甘い炭酸1.5リットルに含まれる糖分量はスティックシュガー約50本分

そこで、健康に敏感な人の中には、「糖分は取りたくないけど、甘い飲み物は飲みたい」、「アスパルテームのような人工甘味料なら甘くても太らない」と考える人もいます。

でも、その考えは甘いようです。いろいろな疫学研究で、人工甘味料の肥満予防・改善の効果は、短期間では認められるものの、長期間になるとあまり期待できないことが報告されています。

アメリカのスーパーで目撃3:「水分補給」とはいえ、離乳食売り場にも甘いジュースが勢ぞろい(上から3段目)。人工的な「青色」をし、ビタミンやミネラルが添加された、「スポーツ飲料」の赤ちゃんバージョンです。人工的過ぎて、ショックでした。

長期間で効果が期待できない理由は「人工甘味料はカロリーが無いので、他の食べ物をたくさん食べても大丈夫」という、妙な安心感が、結果的に食べ過ぎを招くためのようです。

甘い飲み物や菓子類は食生活の楽しみでもあります。でも、楽しみとして許されるエネルギー量の目安は1日200kcal以下(厚生労働省「食事バランスガイド」)。もし、菓子類を全く食べずに甘いジュースだけ飲むのなら、糖分の量はスティックシュガー16.6本分(50g)以下です。

甘い清涼飲料水を飲む時には、目に見えない糖分をしっかり見て、食事全体の中でのバランスを考えて、飲む量に気を付けながら楽しみましょう。

▼ウォッチ(2)“お相撲さん級”の肥満

「太った」、「痩せた」という話になると必ず登場するのが「BMI」。BMI(Body Mass Index)は国際的に通用する指数で、[体重(kg)]÷[身長(m)の2乗]で算出されます。「肥満」の判定基準は、日本では25以上、アメリカでは30以上です。日本の基準でみると、肥満者の割合は、日本では24%、アメリカがその3倍近い69%です。

実は、アメリカ人が清涼飲料水から摂る糖分の量は、少なく見積もっても日本人の5倍以上の多さです。「肥満の元凶は糖分の取り過ぎ」がアメリカでは強く認識されています。実際に、今年末に公表される“アメリカ版食事摂取基準2015”には「甘い飲み物などから摂る糖分を減らすこと」が具体的な数値目標と共に盛り込まれるようです。

アメリカの肥満者の割合をみて「世の中には、お仲間がたくさんいる」と安心感を覚えた人は、「次は我が身」と気持ちをひき締め、糖分を取り過ぎていないかを考えてみましょう。

▼ウォッチ(3)日本人と清涼飲料水

日米の買い物カゴの中身を観察して、日本人の糖分の摂取量がアメリカ人の1/5以下である理由には、主に2つの事が大きく貢献している気がします。

1つめは、甘味の無い緑茶を飲む習慣が日本人に定着していること。
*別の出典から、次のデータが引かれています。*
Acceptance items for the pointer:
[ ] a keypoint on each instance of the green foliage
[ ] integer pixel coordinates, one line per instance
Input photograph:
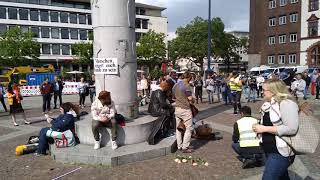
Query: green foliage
(83, 52)
(18, 48)
(151, 49)
(156, 73)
現在、日本で売られている清涼飲料水の4割近くが甘味の無い緑茶やウーロン茶、水です(全国清涼飲料工業会統計資料)。

2つめは、日本では、アメリカで見たような特大サイズの甘い清涼飲料水が売られていないことです。目の前に食べ物や飲み物があれば、ついつい口に入れてしまうパターンは誰しも同じです。ましてや“甘いものは別腹”ですから、なおさらです。

日本のスーパーで見かけた娘さんが、甘い炭酸飲料1.5リットルに含まれる糖分の量がスティックシュガー約50本分と、思いもかけない多さであることに気づき、(1)甘味の無い緑茶や水を飲む習慣を大切にすること、(2)甘い清涼飲料水を選ぶ時には小さなサイズにすること、(3)母親になった時に自分の子供にむやみやたらに甘い飲み物を与えないこと、をオバサンは切に願っています。